237. The Missale Romanum reaffirms the validity “of placing the relics of the Saints under an altar that is to be dedicated, even when not those of the martyrs” (GIRM 302). This usage signifies that the sacrifice of the members has its origin in the Sacrifice of the altar (Cf. Roman Pontifical, Order of the Dedication of an Altar, Editio Typica, Typis Polyglotis Vaticanis 1977, cap. IV, Praenotanda, 5), as well as symbolizing the communion with the Sacrifice of Christ of the entire Church, which is called to witness, event to the point of death, fidelity to her Lord and Spouse.
Again, the relic must be significantly recognizable. A particle unidentified is not a relic. So we’re not talking about a token bit placed in a small receptacle.
The Church offers four points for consideration: authenticity, small pieces, collecting, and fraud/trafficking/superstition.
Many popular usages have been associated with this eminently liturgical cultic expression. The faithful deeply revere the relics of the Saints. An adequate pastoral instruction of the faithful about the use of relics will not overlook:
• ensuring the authenticity of the relics exposed for the veneration of the faithful; where doubtful relics have been exposed for the veneration of the faithful, they should be discreetly withdrawn with due pastoral prudence (Cf. Roman Pontifical, Order of the Dedication of an Altar, Editio Typica, Typis Polyglotis Vaticanis 1977, cap. II, Praenotanda, 5);
• preventing undue dispersal of relics into small pieces, since such practice is not consonant with due respect for the human body; the liturgical norms stipulate that relics must be “of a sufficient size as make clear that they are parts of the human body” (Cf. Roman Pontifical, Order of the Dedication of an Altar, Editio Typica, Typis Polyglotis Vaticanis 1977, cap. II, Praenotanda, 5);
• admonishing the faithful to resist the temptation to form collections of relics; in the past this practice has had some deplorable consequences;
• preventing any possibility of fraud, trafficking (Cf. canon law 1190), or superstition.

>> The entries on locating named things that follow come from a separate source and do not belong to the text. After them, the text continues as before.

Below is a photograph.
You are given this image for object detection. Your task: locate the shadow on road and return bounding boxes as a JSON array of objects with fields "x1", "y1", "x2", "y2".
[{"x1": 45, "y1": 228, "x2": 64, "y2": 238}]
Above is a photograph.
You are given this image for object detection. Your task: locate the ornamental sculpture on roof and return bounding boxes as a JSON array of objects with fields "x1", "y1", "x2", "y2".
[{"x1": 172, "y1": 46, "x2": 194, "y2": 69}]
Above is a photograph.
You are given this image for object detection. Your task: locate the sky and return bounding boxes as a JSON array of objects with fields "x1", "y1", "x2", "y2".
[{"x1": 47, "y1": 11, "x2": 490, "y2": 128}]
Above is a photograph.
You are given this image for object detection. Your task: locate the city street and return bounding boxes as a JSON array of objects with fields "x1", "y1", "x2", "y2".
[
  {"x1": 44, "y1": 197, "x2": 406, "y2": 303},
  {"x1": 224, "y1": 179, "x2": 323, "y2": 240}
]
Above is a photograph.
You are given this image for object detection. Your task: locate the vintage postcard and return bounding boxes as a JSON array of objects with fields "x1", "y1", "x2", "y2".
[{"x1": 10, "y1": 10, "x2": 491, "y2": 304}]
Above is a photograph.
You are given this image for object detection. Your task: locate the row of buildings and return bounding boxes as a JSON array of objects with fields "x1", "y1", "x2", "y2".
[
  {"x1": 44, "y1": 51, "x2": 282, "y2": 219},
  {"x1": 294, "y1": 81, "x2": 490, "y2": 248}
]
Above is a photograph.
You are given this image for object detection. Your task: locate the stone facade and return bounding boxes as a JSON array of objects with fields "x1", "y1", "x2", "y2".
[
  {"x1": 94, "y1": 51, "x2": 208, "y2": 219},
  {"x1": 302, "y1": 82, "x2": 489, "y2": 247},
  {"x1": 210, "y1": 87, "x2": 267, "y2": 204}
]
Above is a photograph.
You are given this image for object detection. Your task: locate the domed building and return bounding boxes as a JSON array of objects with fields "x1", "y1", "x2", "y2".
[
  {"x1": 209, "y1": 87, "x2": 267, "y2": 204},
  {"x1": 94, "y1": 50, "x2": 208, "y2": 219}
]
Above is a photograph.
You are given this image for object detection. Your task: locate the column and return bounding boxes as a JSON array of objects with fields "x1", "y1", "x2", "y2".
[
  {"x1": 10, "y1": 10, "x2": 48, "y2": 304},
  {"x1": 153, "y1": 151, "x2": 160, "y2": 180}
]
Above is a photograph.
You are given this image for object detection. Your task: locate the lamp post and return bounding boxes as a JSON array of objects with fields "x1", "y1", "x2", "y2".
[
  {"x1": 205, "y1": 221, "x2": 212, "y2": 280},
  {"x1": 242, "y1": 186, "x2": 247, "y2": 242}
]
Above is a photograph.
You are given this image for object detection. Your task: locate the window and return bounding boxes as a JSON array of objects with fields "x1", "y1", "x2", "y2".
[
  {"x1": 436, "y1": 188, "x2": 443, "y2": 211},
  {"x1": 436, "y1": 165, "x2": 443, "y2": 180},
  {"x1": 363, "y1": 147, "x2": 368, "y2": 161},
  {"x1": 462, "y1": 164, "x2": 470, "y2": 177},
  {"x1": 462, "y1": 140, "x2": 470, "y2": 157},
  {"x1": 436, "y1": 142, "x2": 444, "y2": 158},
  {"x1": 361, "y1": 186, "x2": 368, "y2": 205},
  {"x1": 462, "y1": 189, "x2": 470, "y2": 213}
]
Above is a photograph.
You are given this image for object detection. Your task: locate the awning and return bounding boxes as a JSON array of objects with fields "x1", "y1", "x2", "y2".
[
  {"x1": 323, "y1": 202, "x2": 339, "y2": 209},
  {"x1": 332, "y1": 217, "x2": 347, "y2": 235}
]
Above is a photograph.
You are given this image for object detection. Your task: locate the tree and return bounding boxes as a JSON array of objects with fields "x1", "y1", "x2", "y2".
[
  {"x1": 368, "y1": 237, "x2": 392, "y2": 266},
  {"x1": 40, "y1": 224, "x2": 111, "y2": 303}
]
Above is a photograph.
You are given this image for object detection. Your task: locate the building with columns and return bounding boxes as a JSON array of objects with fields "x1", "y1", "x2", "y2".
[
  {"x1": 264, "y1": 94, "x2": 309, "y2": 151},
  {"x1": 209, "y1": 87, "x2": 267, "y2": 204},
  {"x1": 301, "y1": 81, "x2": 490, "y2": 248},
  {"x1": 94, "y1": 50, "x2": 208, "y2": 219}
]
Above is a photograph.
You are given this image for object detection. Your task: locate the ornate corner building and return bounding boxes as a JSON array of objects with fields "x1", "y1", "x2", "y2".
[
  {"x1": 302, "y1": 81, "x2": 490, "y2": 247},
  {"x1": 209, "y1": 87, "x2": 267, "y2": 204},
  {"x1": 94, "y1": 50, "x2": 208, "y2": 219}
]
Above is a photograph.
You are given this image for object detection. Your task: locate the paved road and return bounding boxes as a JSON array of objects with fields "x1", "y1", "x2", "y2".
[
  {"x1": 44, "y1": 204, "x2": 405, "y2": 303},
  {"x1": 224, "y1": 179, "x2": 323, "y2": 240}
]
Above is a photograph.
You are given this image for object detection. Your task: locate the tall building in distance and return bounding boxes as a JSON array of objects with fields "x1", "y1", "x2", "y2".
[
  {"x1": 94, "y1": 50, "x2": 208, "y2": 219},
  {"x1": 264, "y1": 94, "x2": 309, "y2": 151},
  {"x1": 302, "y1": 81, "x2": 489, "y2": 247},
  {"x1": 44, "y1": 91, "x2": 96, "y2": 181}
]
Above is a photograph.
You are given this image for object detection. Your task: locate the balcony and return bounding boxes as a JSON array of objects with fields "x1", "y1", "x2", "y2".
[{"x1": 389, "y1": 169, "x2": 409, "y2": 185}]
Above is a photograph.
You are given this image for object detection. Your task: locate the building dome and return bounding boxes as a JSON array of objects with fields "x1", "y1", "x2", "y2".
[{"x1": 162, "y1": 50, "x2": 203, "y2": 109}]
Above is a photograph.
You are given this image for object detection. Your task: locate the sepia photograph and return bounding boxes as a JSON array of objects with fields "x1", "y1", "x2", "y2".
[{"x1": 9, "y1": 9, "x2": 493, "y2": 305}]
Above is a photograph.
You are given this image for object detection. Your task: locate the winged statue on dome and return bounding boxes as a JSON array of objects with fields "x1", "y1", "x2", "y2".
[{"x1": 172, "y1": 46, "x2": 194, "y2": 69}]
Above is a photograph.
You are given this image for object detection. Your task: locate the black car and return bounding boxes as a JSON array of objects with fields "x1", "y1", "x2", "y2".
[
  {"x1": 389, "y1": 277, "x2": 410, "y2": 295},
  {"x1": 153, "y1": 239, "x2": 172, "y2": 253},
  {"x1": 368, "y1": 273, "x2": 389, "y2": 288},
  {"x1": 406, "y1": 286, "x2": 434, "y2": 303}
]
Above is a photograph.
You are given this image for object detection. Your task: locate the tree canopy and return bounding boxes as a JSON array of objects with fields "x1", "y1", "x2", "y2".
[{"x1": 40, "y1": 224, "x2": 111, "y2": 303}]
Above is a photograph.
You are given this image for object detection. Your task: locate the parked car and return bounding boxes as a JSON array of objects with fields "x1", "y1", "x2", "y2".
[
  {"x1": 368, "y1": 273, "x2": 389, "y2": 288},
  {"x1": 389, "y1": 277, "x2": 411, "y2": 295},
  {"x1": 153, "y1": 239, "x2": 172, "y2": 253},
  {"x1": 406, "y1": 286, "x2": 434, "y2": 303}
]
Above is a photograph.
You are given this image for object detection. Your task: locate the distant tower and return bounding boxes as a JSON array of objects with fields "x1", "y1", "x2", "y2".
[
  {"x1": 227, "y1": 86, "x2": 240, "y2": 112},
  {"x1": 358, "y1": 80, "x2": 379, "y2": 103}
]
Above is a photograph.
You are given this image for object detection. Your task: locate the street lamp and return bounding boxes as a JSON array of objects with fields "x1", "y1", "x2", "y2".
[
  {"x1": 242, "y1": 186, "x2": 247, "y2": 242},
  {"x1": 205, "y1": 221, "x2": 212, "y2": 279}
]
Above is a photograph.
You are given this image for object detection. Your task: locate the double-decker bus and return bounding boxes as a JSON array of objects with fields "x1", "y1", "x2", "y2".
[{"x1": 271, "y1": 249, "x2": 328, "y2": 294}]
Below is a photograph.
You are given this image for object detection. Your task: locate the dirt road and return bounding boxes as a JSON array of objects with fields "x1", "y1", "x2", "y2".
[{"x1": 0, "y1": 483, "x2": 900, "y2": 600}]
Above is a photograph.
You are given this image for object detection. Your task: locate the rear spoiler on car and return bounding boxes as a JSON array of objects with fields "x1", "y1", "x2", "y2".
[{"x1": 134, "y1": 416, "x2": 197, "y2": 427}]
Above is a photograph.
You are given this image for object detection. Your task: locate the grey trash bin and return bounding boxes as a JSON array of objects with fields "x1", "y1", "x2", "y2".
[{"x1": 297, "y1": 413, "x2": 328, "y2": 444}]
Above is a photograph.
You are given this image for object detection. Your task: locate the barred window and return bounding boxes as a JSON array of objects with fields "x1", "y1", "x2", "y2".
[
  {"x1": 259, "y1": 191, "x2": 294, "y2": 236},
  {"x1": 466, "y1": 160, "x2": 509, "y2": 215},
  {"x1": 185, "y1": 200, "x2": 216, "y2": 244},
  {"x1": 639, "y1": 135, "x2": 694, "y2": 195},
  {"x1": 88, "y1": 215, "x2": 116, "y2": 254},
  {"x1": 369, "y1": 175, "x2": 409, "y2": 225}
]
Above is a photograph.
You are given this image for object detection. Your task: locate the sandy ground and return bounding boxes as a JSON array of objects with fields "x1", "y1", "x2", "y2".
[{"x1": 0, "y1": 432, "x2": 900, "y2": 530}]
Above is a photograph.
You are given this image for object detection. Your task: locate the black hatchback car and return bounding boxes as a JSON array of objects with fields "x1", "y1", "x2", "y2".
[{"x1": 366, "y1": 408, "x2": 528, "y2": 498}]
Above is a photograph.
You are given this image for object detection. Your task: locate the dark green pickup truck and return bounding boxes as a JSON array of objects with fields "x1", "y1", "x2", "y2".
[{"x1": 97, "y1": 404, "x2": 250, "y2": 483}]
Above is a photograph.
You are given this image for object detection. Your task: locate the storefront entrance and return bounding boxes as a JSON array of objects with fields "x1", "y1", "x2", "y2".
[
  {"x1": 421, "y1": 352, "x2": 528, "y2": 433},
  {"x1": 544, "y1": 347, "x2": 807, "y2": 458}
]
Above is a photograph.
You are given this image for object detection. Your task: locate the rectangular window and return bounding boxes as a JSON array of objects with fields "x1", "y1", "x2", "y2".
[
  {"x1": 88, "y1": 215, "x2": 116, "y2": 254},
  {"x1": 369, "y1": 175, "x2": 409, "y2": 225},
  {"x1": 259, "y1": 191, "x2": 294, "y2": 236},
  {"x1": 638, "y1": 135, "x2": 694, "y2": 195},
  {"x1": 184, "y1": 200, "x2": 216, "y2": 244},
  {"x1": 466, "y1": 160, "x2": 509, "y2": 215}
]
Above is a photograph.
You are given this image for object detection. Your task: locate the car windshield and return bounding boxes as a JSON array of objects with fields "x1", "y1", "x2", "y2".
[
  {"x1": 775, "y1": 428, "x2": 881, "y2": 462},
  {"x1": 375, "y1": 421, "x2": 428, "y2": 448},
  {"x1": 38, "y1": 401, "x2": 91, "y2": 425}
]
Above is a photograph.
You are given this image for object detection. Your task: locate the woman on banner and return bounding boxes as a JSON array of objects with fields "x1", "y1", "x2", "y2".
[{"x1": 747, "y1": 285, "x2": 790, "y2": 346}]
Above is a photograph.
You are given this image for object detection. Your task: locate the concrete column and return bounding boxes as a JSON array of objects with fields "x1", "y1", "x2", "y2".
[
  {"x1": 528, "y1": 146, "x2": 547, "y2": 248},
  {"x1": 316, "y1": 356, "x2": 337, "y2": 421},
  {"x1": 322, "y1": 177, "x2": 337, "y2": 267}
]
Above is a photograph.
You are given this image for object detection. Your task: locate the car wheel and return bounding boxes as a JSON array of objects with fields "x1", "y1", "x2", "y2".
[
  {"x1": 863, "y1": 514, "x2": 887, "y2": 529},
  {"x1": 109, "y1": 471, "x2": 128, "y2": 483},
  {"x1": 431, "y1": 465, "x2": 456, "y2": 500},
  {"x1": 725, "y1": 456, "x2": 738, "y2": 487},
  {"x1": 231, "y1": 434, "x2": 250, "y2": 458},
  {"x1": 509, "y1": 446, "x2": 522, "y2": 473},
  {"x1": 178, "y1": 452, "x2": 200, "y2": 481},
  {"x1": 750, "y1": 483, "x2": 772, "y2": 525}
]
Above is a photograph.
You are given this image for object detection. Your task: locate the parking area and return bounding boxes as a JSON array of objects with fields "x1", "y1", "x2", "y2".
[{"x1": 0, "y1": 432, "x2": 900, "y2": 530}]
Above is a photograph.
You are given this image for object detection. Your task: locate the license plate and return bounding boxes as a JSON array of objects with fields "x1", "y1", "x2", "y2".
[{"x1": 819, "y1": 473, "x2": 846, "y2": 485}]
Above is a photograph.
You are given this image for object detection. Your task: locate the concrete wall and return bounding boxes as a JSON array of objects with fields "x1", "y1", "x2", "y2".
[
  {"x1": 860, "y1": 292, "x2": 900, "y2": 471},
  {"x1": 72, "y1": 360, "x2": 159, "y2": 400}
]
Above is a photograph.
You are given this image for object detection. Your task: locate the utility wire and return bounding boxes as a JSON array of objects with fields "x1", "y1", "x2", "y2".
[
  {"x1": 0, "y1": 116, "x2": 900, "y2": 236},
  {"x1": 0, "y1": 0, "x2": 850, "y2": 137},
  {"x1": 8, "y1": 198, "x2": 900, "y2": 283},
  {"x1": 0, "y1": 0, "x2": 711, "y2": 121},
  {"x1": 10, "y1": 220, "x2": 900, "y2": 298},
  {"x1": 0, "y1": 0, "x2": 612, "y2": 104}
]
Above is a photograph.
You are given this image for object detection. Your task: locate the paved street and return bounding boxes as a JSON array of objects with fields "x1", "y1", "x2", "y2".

What are some laudable practices? These are listed, plus some cautions, like placing them on altars:
The various forms of popular veneration of the relics of the Saints, such as kissing, decorations with lights and flowers, bearing them in processions, in no way exclude the possibility of taking the relics of the Saints to the sick and dying, to comfort them or use the intercession of the Saint to ask for healing. Such should be conducted with great dignity and be motivated by faith. The relics of the Saints should not be exposed on the mensa of the altar, since this is reserved for the Body and Blood of the King of Martyrs (Cf. St. Ambrose, Epistula LXXVII (Maur. 22), 13: CSEL 82/3, Vindobonae 1982, pp. 134-135; Roman Pontifical, Order of the Dedication of an Altar, cit., cap. IV, Praenotanda, 10).
Have any readers experience with the veneration of authentic or inauthentic relics in your churches and communities? Remember, the Directory on Popular Piety and the Liturgy is online at the Vatican site.